Pills are either oestrogen only, combined oestrogen and progesterone or nowadays there is a mini-pill which is progesterone only. Early contraceptive pills contained much higher amounts of oestrogen. This caused quite significant side effects, such as weight gain, mood and blood pressure. More modern pills contain much less oestrogen, and some are even just progesterone. Progesterone is a lot more gentle on the body; oestrogen pills make the body think it is in a permanent state of pregnancy. Oral contraceptives are great in many ways. They give people the freedom to choose when to have a child, and when to not have children. But as mentioned above, even the more modern versions can cause side effects in people. There is also an increased risk of developing blood clots. So they are not perfect, and so people do seek out other methods of contraception instead.
Inter-uterine devices (IUDs) or coils are another contraceptive option. They must be fitted by a doctor, and have spermicidal properties and prevent implantation.
Or there are also contraceptive implants which work by releasing progesterone into the body and last for 3 years. Whereas the contraceptive injections also make use of progesterone, but they only last for between 8 and 13 weeks.
Non-hormonal methods of contraception include condoms and other barrier methods which stop the sperm from reaching the ovum. How effective these methods of contraception are depends on whether you use it correctly. The IUDs and implants are great because they do not have human error; you cannot forget to take it or put it on. If taken correctly, the contraceptive pill is over 99% effective. But you need to take it at a similar time each day, and remember to take it daily.

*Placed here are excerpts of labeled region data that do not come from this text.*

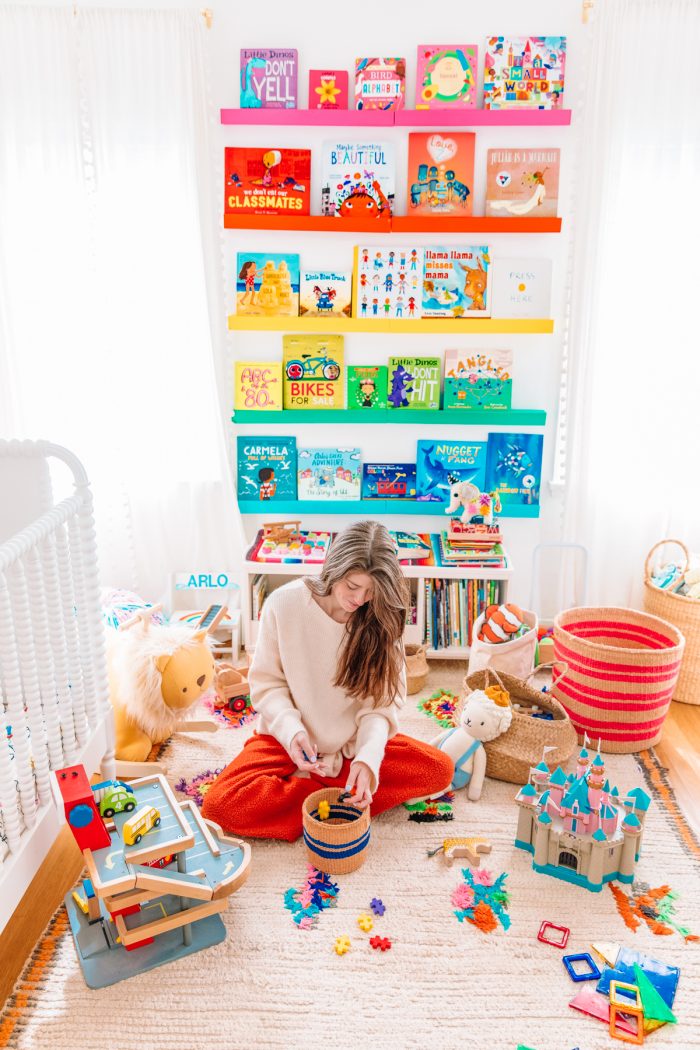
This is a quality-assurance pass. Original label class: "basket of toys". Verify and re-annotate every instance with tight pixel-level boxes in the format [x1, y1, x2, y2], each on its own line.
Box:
[464, 667, 576, 784]
[301, 788, 369, 875]
[553, 607, 685, 754]
[644, 540, 700, 704]
[404, 643, 430, 696]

Other than condoms and barrier methods, all forms of contraceptives come with differing side effects and girls should consider the different options when deciding which one suits them best.
So that is how we use our knowledge of hormones to prevent pregnancy. But what about helping women conceive?
Some women don’t produce enough FSH to allow their eggs to mature, and so have difficulty becoming pregnant. Fertility drugs contain FSH and also LH, which stimulate the eggs to mature in the ovary. Remember that LH causes the mature egg to be released from the ovary. Because fertility drugs contain FSH and LH, this can cause multiple eggs to be released and so increases the chances of multiple conceptions; twins or even triplets. Fertility treatments do increase a woman’s chances of becoming pregnant, but it is not 100% assured and there can be other factors to consider.